Page 141 of Hunters and Prey

Chapter 3

Anormal person would have freaked out. Dropped everything and said, “Let's go.”

Me? Not so much.

I barely blinked when he told me. I took another long drag of my coffee and waited for him to elaborate.

“Come on, Addie— I mean, Adara.” Alec dragged his hand through his hair, messing his normally well-kept do up. “I wouldn't come to you if it wasn't serious.”

I huffed at that. “Oh, I believe you are very serious, but what you expect me to do about it is beyond me.”

“He's your father.”

Like that was supposed to motivate me. “The same father who killed the love of my life and made me watch?”

Alec threw his hands up in the air. “And you were trying to change a millennium of tradition and prejudice overnight.”

I chunked the cup into the sink, not caring that it shattered. Alec didn't flinch, not that I thought he would. If it had been anyone but Alec, I’d have flashed a bit of flame to get my point across, but being a Phoenix himself, Alec would just laugh in my face.

Instead, I took a note from my best friend Mary's book. Pulling the sash on my robe, I dropped it to the floor. Alec's gaze, to his credit, didn't waver from my face, not even when I walked toward him or pushed past him to the bathroom.

“What are you doing?” The low growl of his voice was the only hint that I affected him.

Alec and I had a fling when we were younger, teenagers, really, though he'd call it a relationship. I called it fumbling in the back of his car in between hunts as we both scrambled to deal with the mixture of emotions rampaging through us.

“What are you doing?” he called out after me, not following me into the bathroom.

“Taking a shower,” I called back. “What does it look like?”

Stepping into the tub, I flipped the water on hot. With my internal heat reaching to levels of molten lava the water barely felt tepid. I lathered my hair and didn't think anything of the man waiting outside the bathroom. I half hoped he'd take the hint and leave.

“You act like you don't have any personal stake in this,” Alec's voice wafted through the shower curtain.

“I don’t,” I reminded him. “My father made his bed, and now he had to lie in it.”

“It's not just about him. It's the guild's reputation at stake,” he continued with a hard tone. “You wouldn't want us to stop being relevant, would you? If word gets out that anyone can screw with the Phoenix Hunter Guild, they will stop fearing us, stop giving us answers. Then we couldn't help you with your little pet angel projects.”

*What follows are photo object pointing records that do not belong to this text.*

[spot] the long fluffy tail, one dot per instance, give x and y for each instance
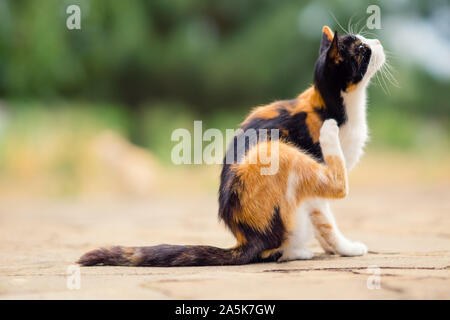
(169, 256)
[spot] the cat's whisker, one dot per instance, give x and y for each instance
(335, 19)
(349, 25)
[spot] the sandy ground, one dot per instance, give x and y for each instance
(406, 226)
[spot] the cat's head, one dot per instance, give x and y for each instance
(346, 62)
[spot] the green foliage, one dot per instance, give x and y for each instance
(170, 62)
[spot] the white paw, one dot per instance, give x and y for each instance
(352, 249)
(329, 137)
(297, 254)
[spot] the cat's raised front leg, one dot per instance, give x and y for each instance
(328, 233)
(296, 245)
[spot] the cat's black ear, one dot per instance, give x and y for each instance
(333, 54)
(327, 37)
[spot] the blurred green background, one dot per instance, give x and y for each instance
(144, 68)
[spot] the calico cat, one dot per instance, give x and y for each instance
(322, 133)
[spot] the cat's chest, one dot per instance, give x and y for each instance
(353, 134)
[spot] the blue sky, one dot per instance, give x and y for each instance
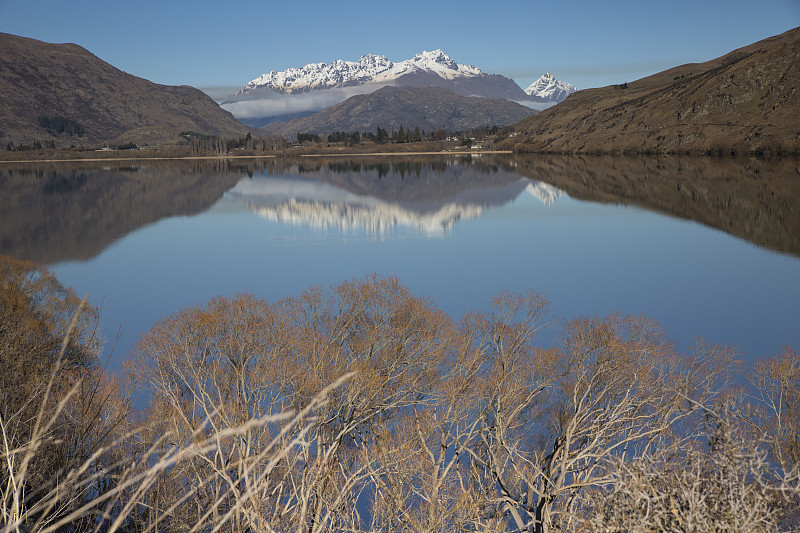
(587, 43)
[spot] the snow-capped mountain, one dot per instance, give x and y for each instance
(550, 89)
(370, 68)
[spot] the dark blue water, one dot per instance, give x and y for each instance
(457, 234)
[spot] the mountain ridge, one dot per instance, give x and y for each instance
(427, 108)
(435, 67)
(550, 89)
(64, 95)
(743, 102)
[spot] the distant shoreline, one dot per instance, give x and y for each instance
(270, 156)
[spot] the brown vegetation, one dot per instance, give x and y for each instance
(743, 102)
(62, 95)
(364, 408)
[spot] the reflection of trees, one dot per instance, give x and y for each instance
(364, 408)
(749, 198)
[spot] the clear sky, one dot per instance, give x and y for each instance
(587, 43)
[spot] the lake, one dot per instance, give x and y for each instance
(709, 248)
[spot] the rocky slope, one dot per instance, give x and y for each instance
(63, 94)
(745, 101)
(427, 108)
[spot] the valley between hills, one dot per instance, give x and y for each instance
(58, 101)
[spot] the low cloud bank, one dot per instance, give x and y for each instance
(277, 104)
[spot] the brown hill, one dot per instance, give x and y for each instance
(390, 107)
(64, 94)
(745, 101)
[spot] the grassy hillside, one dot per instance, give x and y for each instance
(425, 107)
(64, 95)
(745, 101)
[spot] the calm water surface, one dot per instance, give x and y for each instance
(153, 240)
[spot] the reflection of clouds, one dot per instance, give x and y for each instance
(378, 220)
(547, 194)
(310, 203)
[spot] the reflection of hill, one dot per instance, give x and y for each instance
(753, 199)
(54, 213)
(349, 195)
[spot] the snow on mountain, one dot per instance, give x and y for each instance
(550, 89)
(370, 68)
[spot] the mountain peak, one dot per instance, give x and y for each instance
(436, 56)
(369, 68)
(550, 89)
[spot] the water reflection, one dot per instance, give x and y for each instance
(51, 213)
(382, 200)
(184, 233)
(750, 198)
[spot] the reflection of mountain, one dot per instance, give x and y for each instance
(753, 199)
(430, 200)
(56, 213)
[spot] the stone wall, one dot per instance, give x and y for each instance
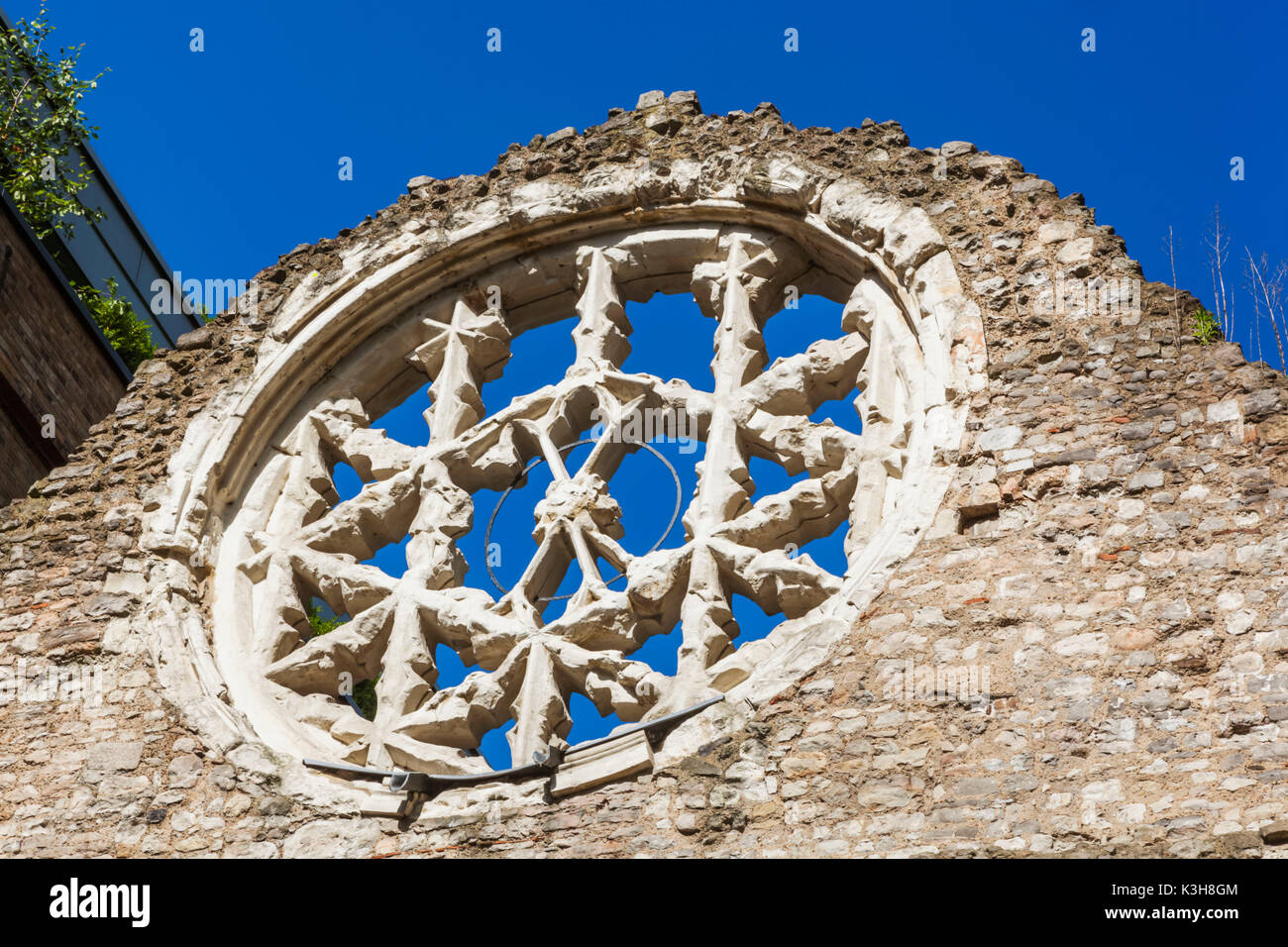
(1111, 552)
(52, 364)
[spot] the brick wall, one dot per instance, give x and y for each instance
(51, 364)
(1119, 570)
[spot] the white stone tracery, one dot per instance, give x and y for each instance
(909, 347)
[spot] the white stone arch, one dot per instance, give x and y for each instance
(331, 337)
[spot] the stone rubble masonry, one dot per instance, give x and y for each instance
(1112, 552)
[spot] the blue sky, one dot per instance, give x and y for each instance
(230, 157)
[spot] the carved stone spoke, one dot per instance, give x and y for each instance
(310, 544)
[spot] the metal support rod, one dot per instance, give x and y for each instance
(433, 784)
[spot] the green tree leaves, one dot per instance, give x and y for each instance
(40, 125)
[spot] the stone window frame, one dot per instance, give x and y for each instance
(329, 318)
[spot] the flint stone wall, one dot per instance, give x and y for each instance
(1112, 551)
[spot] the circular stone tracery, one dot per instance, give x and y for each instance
(909, 347)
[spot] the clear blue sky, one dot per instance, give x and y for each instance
(230, 157)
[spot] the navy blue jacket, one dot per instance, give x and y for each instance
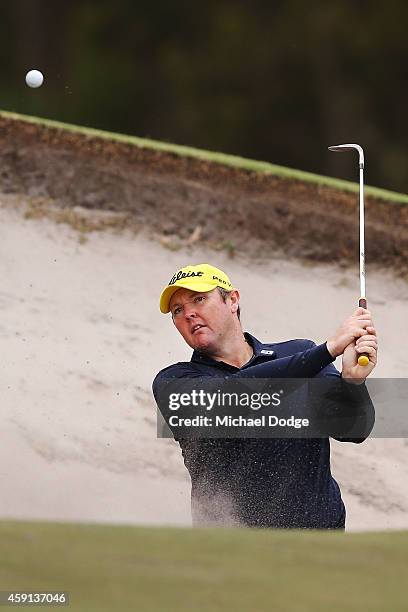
(266, 482)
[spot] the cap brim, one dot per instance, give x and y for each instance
(169, 291)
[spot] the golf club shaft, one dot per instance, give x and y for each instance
(362, 359)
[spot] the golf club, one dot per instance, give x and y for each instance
(363, 358)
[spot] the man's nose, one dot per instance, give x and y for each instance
(189, 310)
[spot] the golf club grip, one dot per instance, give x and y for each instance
(363, 359)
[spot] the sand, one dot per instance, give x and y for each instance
(83, 338)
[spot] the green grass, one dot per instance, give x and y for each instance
(205, 570)
(218, 158)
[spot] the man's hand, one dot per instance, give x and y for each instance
(365, 344)
(351, 330)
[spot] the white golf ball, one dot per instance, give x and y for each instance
(34, 78)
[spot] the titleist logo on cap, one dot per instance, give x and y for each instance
(182, 274)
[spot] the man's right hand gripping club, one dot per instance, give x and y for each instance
(355, 336)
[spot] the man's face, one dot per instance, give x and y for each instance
(203, 319)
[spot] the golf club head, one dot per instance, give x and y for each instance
(349, 147)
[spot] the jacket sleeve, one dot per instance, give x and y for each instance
(348, 407)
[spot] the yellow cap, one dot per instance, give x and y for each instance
(200, 278)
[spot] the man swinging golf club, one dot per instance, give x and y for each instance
(262, 482)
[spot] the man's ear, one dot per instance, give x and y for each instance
(234, 297)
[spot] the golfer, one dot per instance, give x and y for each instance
(262, 482)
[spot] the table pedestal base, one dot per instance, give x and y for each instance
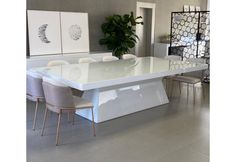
(117, 101)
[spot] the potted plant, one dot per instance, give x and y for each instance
(119, 33)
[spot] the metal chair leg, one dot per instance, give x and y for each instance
(94, 134)
(35, 114)
(194, 94)
(73, 118)
(68, 117)
(44, 120)
(58, 128)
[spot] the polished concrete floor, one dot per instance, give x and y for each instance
(175, 132)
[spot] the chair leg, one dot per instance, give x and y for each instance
(171, 94)
(68, 117)
(179, 87)
(94, 134)
(203, 92)
(35, 113)
(44, 120)
(73, 118)
(187, 91)
(194, 94)
(58, 128)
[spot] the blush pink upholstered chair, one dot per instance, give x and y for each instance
(57, 62)
(190, 79)
(59, 99)
(34, 91)
(86, 60)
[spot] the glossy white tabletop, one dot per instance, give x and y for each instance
(104, 74)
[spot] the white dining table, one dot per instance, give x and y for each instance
(121, 87)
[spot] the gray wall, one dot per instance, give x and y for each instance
(99, 9)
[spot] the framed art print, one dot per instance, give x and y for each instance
(44, 32)
(75, 32)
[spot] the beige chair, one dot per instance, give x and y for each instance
(109, 58)
(86, 60)
(57, 62)
(59, 99)
(128, 56)
(190, 79)
(34, 91)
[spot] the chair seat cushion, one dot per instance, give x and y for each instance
(81, 103)
(187, 79)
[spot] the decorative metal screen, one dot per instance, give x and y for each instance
(190, 34)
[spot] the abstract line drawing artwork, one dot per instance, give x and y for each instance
(42, 34)
(75, 32)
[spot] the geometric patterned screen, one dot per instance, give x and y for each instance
(190, 34)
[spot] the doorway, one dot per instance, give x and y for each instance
(144, 46)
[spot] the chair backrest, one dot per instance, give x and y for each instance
(109, 58)
(86, 60)
(197, 60)
(57, 94)
(173, 57)
(57, 62)
(34, 85)
(128, 56)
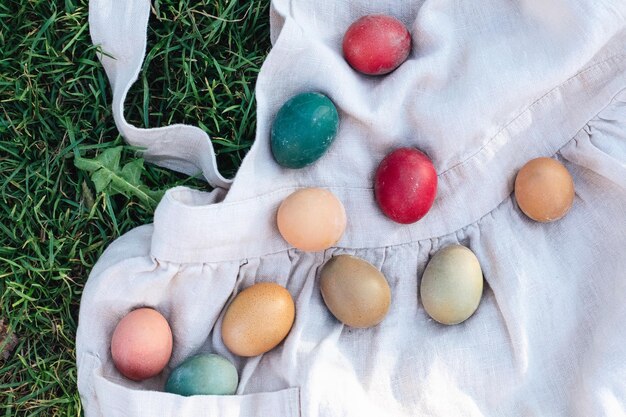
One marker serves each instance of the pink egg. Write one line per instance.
(141, 345)
(405, 185)
(376, 44)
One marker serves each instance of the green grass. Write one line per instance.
(202, 62)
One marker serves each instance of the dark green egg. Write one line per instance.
(203, 374)
(304, 129)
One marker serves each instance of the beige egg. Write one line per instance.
(452, 285)
(258, 319)
(311, 219)
(354, 291)
(544, 190)
(141, 344)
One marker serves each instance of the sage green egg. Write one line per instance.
(452, 285)
(203, 374)
(355, 291)
(303, 130)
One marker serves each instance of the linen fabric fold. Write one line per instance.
(488, 86)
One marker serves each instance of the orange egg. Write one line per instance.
(141, 345)
(258, 319)
(544, 190)
(311, 219)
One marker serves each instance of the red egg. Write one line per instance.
(141, 345)
(405, 185)
(376, 44)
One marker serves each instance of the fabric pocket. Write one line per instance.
(115, 399)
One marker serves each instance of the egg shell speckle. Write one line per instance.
(258, 319)
(544, 190)
(452, 285)
(355, 292)
(311, 219)
(141, 344)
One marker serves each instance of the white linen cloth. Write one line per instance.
(488, 86)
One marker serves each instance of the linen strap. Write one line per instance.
(119, 27)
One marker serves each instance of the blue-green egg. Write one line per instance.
(203, 374)
(303, 130)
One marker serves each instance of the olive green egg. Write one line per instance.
(452, 285)
(203, 374)
(303, 130)
(354, 291)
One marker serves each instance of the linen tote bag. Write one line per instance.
(488, 86)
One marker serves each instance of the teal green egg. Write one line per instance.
(303, 130)
(203, 374)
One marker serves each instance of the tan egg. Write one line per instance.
(258, 319)
(544, 190)
(452, 285)
(311, 219)
(141, 345)
(355, 291)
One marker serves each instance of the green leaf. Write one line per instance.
(110, 158)
(101, 178)
(132, 172)
(110, 179)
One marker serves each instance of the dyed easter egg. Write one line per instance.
(376, 44)
(544, 190)
(141, 345)
(452, 285)
(311, 219)
(405, 185)
(303, 130)
(203, 374)
(258, 319)
(354, 291)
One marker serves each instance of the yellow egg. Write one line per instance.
(452, 285)
(258, 319)
(355, 291)
(311, 219)
(544, 190)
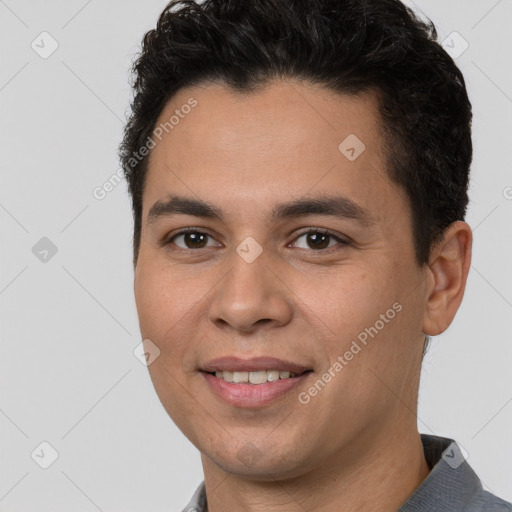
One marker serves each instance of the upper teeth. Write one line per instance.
(259, 377)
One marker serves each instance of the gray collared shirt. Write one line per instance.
(451, 485)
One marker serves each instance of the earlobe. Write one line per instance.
(448, 269)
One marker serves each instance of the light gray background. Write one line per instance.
(69, 327)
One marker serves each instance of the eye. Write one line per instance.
(319, 239)
(193, 239)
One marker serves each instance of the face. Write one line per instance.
(299, 249)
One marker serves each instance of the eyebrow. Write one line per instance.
(336, 206)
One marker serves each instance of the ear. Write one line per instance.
(447, 273)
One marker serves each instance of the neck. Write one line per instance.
(375, 474)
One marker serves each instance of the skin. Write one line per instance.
(355, 445)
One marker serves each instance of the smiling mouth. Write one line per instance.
(256, 377)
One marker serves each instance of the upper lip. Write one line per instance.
(237, 364)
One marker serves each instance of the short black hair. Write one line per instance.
(350, 46)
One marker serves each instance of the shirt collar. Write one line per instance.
(450, 485)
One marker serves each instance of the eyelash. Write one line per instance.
(322, 231)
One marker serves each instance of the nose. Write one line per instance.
(251, 296)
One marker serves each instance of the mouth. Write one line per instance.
(253, 383)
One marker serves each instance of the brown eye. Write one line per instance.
(319, 240)
(191, 240)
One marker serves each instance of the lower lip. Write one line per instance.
(252, 395)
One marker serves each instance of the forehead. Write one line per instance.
(287, 140)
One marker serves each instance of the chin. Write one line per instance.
(258, 464)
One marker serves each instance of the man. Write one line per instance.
(299, 174)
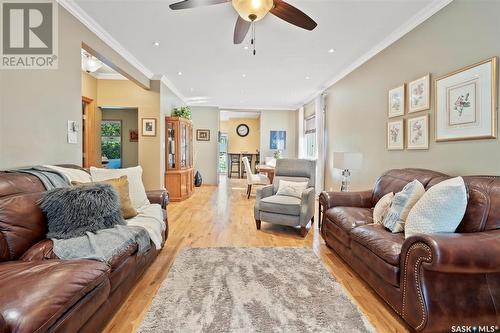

That made me pause. Damn him.

I wasn't part of the guild anymore, true, but that didn't mean I didn’t call in a favor every now and then. Use them the way they used me all my life.

And my father let me.

I think he felt bad in his own way. Not for what he did but for losing me in the process.

I was his protégé, his pride and joy, and I’d failed him. At least that’s what he thought.

Falling in love with a target hadn’t been the plan. I’d gone in, gun and sword blazing like always, ready to take him and his nest down. Then that face. That God damned beautiful face with his big puppy dog eyes made me hesitate.

Instead if shooting first and asking questions later, I stopped. I waited. Let him tell me his sad story about only killing those who deserved it, and I walked out of there without a kill and my head full of confusion.

I hadn’t told anyone. I didn't know how. What I did do was come back. Several times in fact. Each time planning on killing him.

Bruce.

The stupidest name for a vampire if I ever heard one, and yet I kept coming back. My curiosity changed into intrigue, then attraction, and finally, love.

I had been living in a dream. A silly daydream that I had never expected to end. But it had, and it did.